Last updated on: October 11, 2010 16:02 IST

Commonwealth Games women's 100 metres gold medallist Osayemi Oludamola has been suspended after testing positive for a banned stimulant, Games Federation chief Mike Fennell said on Monday.

The Nigerian's sample contained the banned stimulant methylhexaneamine, which was added to the World Anti-Doping Agency's (WADA) list of banned substances for the first time this year.

The 24-year-old's suspension was extended after a hearing on Monday and she will keep her gold medal until after her B sample is tested.

"(The) B Sample result is expected within 48 hours from the time of the request so further details are not expected until Wednesday morning," said a Games Federation statement.

Osayemi Oludamola Oludamola took gold after Australian Sally Pearson, who crossed the line first in Thursday's race, was disqualified for a false start three hours after the finish.

Natasha Mayers, who crossed the line third in the blue riband sprint to take St Vincent and the Grenadines' first athletics medal, will be elevated to gold medallist if Oludamola is stripped of the title.

Mayers herself served a two-year doping ban after testing positive for testosterone in 2005.

The online edition of Nigeria's Vanguard newspaper ( quoted the president of Athletics Federation of Nigeria as saying that they would back the athlete as they believed she took the substance inadvertently.

"She took medication for her toothache and we strongly suspect that it was that which led to her failed drug test," Solomon Ogba told the paper.


Elias Usman Gora, chef de mission of the Nigeria team, told Reuters he was "shocked and disappointed".

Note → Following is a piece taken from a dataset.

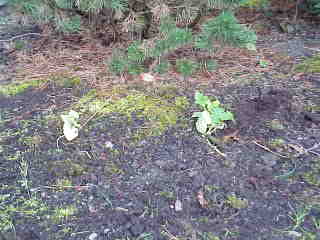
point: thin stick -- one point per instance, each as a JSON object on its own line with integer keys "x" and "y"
{"x": 19, "y": 36}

"We brought our athletes here to compete and in the right spirit," he said. "It is very unfortunate if the second test also comes out positive.

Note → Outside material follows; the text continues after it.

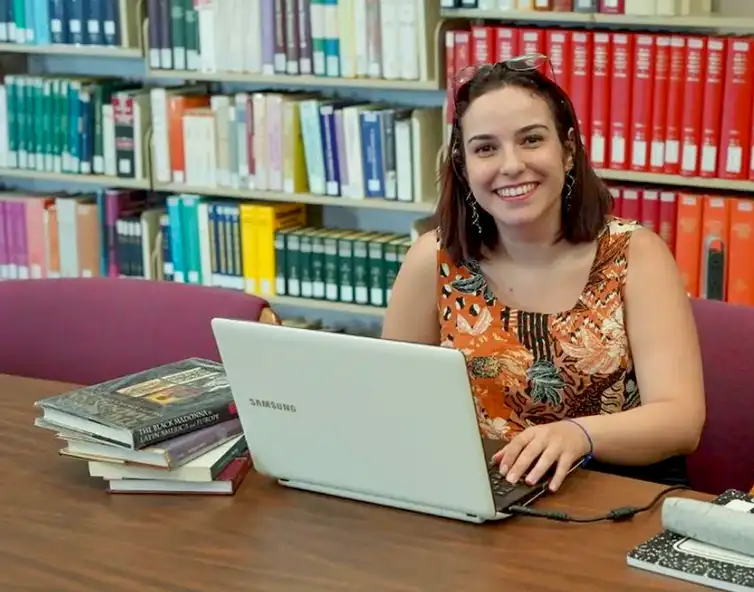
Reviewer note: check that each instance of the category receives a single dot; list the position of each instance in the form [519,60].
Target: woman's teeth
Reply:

"We had done out of competition testing on most of our athletes before coming here, except a few who joined us directly from the United States and Canada. Osayemi happens to be one who joined us from the United States.

"She has been a good athlete and had no problems with doping ever. I just don't know what happened."

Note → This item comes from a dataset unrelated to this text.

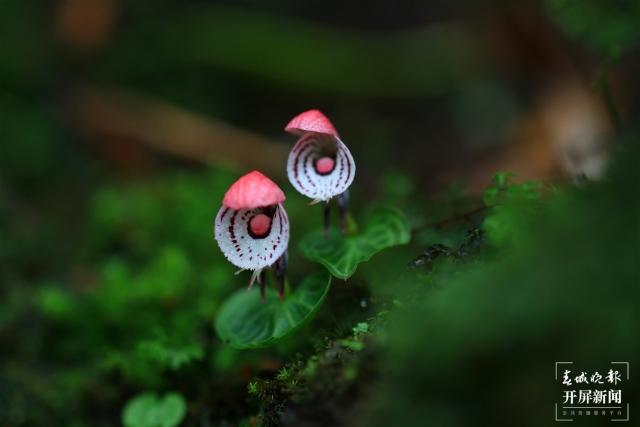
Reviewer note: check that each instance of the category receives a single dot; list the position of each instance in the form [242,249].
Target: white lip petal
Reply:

A world championship 100 metres finalist in 2007, Oludamola reached the semi-finals of the sprint at the Beijing Olympics a year later.

"Any positive test, whether it is in a high-profile event or not, is something that is very much regretted because we all are striving for clean Games, clean sports and clean competitions," said Fennell.

Organisers have conducted over 950 tests since the start of the Games, Fennell said, with Oludamola's the first positive in more than 700 results.

"We just want to let everyone know that we are very vigilant," Fennell added. "This is something we have to work with and do a part in monitoring and eliminating doping in sports."